British researchers have validated an IHC screening tool for more quickly and inexpensively identifying patients who should undergo crizotinib therapy for lung cancer, than is currently possible with standard FISH screening.
British researchers have validated an immunohistochemical (IHC) screening tool for more quickly and inexpensively identifying patients who should undergo crizotinib (Xalkori) therapy for lung cancer, than is currently possible with standard fluorescence in situ hybridization (FISH) screening.
Crizotinib targets the proto-oncogene 1 receptor tyrosine kinase (ROS1) gene, rearrangements of which are harbored in up to 2% of lung adenocarcinoma cases.
Researchers with the Cancer Research UK-Stratified Medicine Project (CRUK-SMP) screened tissue samples from 170 patients for ROS1 translocations using FISH and the Dako EnVision IHC system, using semi-quantitative IHC categories (negative, weakly-positive, moderately-positive, or strongly-positive) and recording positive-cell percentages.
Two patients with adenocarcinoma tested ROS1-rearrangement-positive with IHC, of which only one tested positive using FISH analysis, the team reported. Four additional archived samples that had previously been determined to be positive for ROS1 rearrangements with FISH analyses were added to the study.
In this small cohort validation study, IHC staining was 100% sensitive and 83% specific to ROS1 translocations, the researchers reported in the Journal of Thoracic Oncology.
“Patients with ROS1 gene rearrangements were younger and typically never-smokers, with the tumors all being adenocarcinomas with higher-grade architectural features and focal signet ring morphologic features (two of five),” the study authors reported. “Four patients treated with crizotinib showed a partial response, with three also showing a partial response to pemetrexed. Three of four patients remain alive at 13, 27, and 31 months, respectively.”
Discordant ROS1 test results, such as IHC staining-positive findings but negative FISH results, “may have implications for treatment selection,” the authors wrote. “This phenomenon is described in some patients with abnormalities in relation to the ALK gene in whom a clinical response to crizotinib has still been found.”
The authors wrote that to their knowledge, patients have not yet been treated with ROS1-targeting agents following discordant IHC and FISH test results for ROS1, but anticipated that “it is only a matter of time before this happens as ROS1 IHC assessment becomes more routinely implemented.”

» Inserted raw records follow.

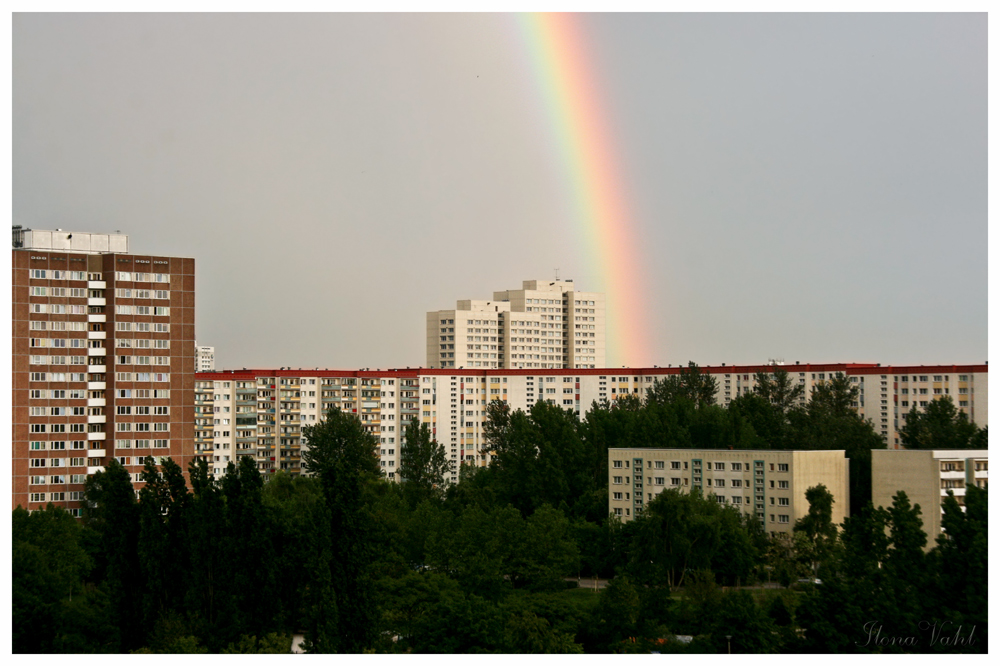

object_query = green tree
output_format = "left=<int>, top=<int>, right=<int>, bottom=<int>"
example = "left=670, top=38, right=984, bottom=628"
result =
left=302, top=408, right=380, bottom=652
left=754, top=363, right=805, bottom=414
left=646, top=361, right=719, bottom=407
left=794, top=484, right=838, bottom=576
left=899, top=395, right=986, bottom=449
left=398, top=417, right=452, bottom=506
left=11, top=504, right=91, bottom=654
left=83, top=458, right=146, bottom=650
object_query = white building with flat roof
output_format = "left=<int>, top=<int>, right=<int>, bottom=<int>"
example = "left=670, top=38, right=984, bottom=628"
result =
left=427, top=280, right=606, bottom=369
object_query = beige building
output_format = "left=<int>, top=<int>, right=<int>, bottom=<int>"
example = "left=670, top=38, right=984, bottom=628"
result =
left=608, top=449, right=850, bottom=533
left=872, top=449, right=989, bottom=549
left=427, top=280, right=606, bottom=369
left=195, top=364, right=988, bottom=488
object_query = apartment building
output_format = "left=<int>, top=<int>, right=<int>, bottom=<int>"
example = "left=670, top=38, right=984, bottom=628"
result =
left=194, top=368, right=419, bottom=479
left=427, top=280, right=606, bottom=369
left=195, top=364, right=988, bottom=481
left=608, top=449, right=850, bottom=533
left=11, top=227, right=195, bottom=515
left=872, top=446, right=989, bottom=550
left=194, top=342, right=215, bottom=372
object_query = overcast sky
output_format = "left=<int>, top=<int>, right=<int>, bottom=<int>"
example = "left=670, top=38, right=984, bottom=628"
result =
left=13, top=14, right=988, bottom=369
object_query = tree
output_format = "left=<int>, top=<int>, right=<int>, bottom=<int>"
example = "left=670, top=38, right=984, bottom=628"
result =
left=398, top=417, right=452, bottom=506
left=754, top=363, right=806, bottom=414
left=302, top=408, right=380, bottom=652
left=83, top=458, right=147, bottom=650
left=646, top=361, right=719, bottom=407
left=793, top=484, right=837, bottom=577
left=11, top=504, right=91, bottom=654
left=899, top=395, right=986, bottom=449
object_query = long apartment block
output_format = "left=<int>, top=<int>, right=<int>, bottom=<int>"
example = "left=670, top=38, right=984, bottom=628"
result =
left=608, top=448, right=850, bottom=533
left=427, top=280, right=606, bottom=369
left=872, top=449, right=990, bottom=549
left=195, top=364, right=988, bottom=481
left=11, top=227, right=195, bottom=515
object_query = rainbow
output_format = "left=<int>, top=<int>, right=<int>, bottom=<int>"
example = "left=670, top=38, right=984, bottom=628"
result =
left=518, top=14, right=653, bottom=367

“An alternative option for such patients would be to undertake additional polymerase chain reaction [PCR]-based testing or next-generation sequencing based-testing because, as in the case of ALK fusions, some tumors have been found to show IHC staining and polymerase chain reaction positivity for ROS rearrangements whereas the FISH test results have proven negative.”

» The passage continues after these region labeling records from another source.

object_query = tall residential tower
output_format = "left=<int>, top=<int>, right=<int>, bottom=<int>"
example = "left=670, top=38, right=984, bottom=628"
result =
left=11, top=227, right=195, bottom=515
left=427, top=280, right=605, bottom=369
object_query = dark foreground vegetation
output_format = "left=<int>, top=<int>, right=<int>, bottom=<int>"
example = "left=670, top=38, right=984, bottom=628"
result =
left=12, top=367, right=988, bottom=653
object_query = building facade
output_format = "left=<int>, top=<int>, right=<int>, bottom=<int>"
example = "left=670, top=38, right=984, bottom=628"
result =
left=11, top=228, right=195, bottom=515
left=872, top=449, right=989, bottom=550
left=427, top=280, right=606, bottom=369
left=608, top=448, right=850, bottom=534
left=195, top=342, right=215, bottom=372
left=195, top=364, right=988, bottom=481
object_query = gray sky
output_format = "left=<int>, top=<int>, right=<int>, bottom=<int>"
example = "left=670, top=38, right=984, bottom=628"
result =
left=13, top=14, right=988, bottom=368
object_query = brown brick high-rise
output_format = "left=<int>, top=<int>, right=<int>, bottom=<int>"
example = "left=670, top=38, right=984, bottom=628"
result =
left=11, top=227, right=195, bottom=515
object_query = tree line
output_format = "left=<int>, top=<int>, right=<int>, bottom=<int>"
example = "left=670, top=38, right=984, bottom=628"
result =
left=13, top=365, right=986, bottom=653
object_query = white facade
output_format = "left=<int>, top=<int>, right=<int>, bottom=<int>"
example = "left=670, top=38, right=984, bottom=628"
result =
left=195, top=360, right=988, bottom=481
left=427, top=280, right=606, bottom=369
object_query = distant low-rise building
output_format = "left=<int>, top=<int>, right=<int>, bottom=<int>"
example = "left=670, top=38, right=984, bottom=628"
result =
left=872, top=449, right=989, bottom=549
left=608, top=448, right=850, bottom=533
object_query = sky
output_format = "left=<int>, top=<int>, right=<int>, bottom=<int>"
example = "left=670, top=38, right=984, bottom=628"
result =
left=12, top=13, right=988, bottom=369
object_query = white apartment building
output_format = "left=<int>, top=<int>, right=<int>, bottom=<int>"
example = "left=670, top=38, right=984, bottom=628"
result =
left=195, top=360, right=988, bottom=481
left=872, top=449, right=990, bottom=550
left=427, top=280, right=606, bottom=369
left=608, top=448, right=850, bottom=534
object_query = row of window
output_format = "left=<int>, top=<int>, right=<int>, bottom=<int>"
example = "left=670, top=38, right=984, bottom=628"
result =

The small number of ROS1-positive cases was “the main limitation of the study,” the authors noted .
“However, only one prior publication has more than 10 cases, highlighting the rarity of this gene rearrangement and the need for cost-efficient screening,” they added. “With a high sensitivity rate and relatively high specificity rate, IHC screening to identify patients that might harbor ROS1 gene rearrangements is feasible and would be less expensive and time consuming that FISH testing, which could be reserved for a confirmatory second step.”